4. Il ressort de la décision du 16 février 2018 signée par le maire de la commune de Sainte-Agnès que, pour infliger à M. A... la sanction de blâme, celui-ci a mentionné l'existence d'une décision unanime de " la commission ", supposant ainsi la réunion et un vote identique des personnes la composant. Il ressort également d'une part, des termes de sa décision que le maire a utilisé la première personne du pluriel pour exposer les motifs de la sanction, et d'autre part des écritures en défense que la commune se réfère à une concertation informelle du maire avec ses deux adjoints. Au vu de l'ensemble de ces circonstances, M. A... apporte la preuve de l'intention du maire non de suivre un avis émanant de ses adjoints, mais de s'en remettre à la décision d'une instance collégiale ainsi formée et, par suite, de sa renonciation à exercer seul son pouvoir disciplinaire. Dans ces conditions, le maire a commis une erreur de droit en méconnaissant l'étendue de sa compétence. Il y a par suite lieu d'annuler la décision du 16 février 2018 ainsi que la décision implicite née du silence gardé par l'administration sur le recours de M. A... formé le 15 mars 2018.

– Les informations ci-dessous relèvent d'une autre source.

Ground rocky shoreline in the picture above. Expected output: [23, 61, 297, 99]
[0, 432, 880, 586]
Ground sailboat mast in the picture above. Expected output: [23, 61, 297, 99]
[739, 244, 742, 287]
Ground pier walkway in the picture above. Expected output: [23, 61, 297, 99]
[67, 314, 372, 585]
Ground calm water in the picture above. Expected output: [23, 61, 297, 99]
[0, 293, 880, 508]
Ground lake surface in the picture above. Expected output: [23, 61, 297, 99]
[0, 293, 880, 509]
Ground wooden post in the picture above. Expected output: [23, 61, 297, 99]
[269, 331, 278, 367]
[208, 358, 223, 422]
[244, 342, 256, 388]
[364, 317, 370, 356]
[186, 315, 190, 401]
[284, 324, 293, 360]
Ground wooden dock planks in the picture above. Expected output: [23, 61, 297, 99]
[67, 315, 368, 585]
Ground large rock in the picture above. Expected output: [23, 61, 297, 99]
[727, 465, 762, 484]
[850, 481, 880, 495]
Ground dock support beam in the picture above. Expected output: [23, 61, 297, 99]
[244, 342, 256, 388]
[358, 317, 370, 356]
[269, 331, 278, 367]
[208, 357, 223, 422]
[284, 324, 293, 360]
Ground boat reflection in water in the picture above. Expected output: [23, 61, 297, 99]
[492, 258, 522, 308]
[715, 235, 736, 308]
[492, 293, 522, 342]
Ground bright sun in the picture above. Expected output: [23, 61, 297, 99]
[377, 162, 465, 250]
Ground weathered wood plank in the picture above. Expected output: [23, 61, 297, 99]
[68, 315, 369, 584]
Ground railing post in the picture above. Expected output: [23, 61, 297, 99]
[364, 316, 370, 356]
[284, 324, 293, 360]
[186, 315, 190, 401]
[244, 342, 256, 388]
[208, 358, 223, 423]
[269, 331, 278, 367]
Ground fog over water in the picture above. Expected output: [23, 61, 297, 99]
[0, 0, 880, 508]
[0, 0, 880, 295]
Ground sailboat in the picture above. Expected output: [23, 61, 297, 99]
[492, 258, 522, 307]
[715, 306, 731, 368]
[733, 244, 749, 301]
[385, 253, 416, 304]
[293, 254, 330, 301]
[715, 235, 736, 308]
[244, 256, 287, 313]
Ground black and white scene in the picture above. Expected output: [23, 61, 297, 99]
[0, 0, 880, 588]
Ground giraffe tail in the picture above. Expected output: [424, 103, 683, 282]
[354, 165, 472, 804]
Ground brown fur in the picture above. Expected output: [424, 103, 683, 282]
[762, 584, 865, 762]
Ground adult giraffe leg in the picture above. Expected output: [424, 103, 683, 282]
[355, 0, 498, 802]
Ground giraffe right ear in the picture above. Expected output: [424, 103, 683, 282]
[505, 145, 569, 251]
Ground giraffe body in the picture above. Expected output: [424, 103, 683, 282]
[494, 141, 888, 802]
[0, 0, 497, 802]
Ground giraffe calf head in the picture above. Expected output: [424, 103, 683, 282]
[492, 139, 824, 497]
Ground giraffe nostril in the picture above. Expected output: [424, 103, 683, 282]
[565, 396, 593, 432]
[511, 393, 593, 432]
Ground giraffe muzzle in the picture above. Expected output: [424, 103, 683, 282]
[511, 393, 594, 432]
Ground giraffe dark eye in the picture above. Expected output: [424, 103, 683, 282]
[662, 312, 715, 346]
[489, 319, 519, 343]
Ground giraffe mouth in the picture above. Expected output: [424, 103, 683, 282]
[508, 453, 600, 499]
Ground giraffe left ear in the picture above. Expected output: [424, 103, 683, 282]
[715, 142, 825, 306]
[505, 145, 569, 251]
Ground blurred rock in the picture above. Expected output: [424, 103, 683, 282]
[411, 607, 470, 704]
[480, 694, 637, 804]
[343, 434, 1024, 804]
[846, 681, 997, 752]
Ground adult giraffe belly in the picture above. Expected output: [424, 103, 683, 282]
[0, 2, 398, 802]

5. Il résulte de l'ensemble de ce qui précède que, sans qu'il soit besoin de se prononcer sur la régularité du jugement attaqué ni sur les autres moyens de la requête, M. A... est fondé à soutenir que c'est à tort que, par le jugement attaqué, le magistrat désigné par le président du tribunal administratif de Grenoble a rejeté sa demande.

Sur les frais liés au litige :

6. Les dispositions de l'article L. 761-1 du code de justice administrative font obstacle à ce que soit mise à la charge de M. A..., qui n'est pas la partie perdante dans la présente instance, une somme au titre des frais exposés par la commune de Sainte-Agnès et non compris dans les dépens. Dans les circonstances de l'espèce, il y a lieu de mettre à la charge de cette dernière une somme de 1 500 euros au titre de ces mêmes dispositions.

D E C I D E :

Article 1er : Le jugement du magistrat désigné par le président du tribunal administratif de Grenoble du 14 décembre 2021, la décision du 16 février 2018 du maire de la commune de Sainte-Agnès et la décision par laquelle celui-ci a implicitement rejeté le recours gracieux formé par M. A... sont annulés.

Article 2 : La commune de Sainte-Agnès versera à M. A... une somme de 1 500 euros en application des dispositions de l'article L. 761-1 du code de justice administrative.

Article 3 : Les conclusions de la commune de Sainte-Agnès tendant à l'application des dispositions de l'article L. 761-1 du code de justice administrative sont rejetées.

Article 4 : Le présent arrêt sera notifié à M. B... A... et à la commune de Sainte-Agnès.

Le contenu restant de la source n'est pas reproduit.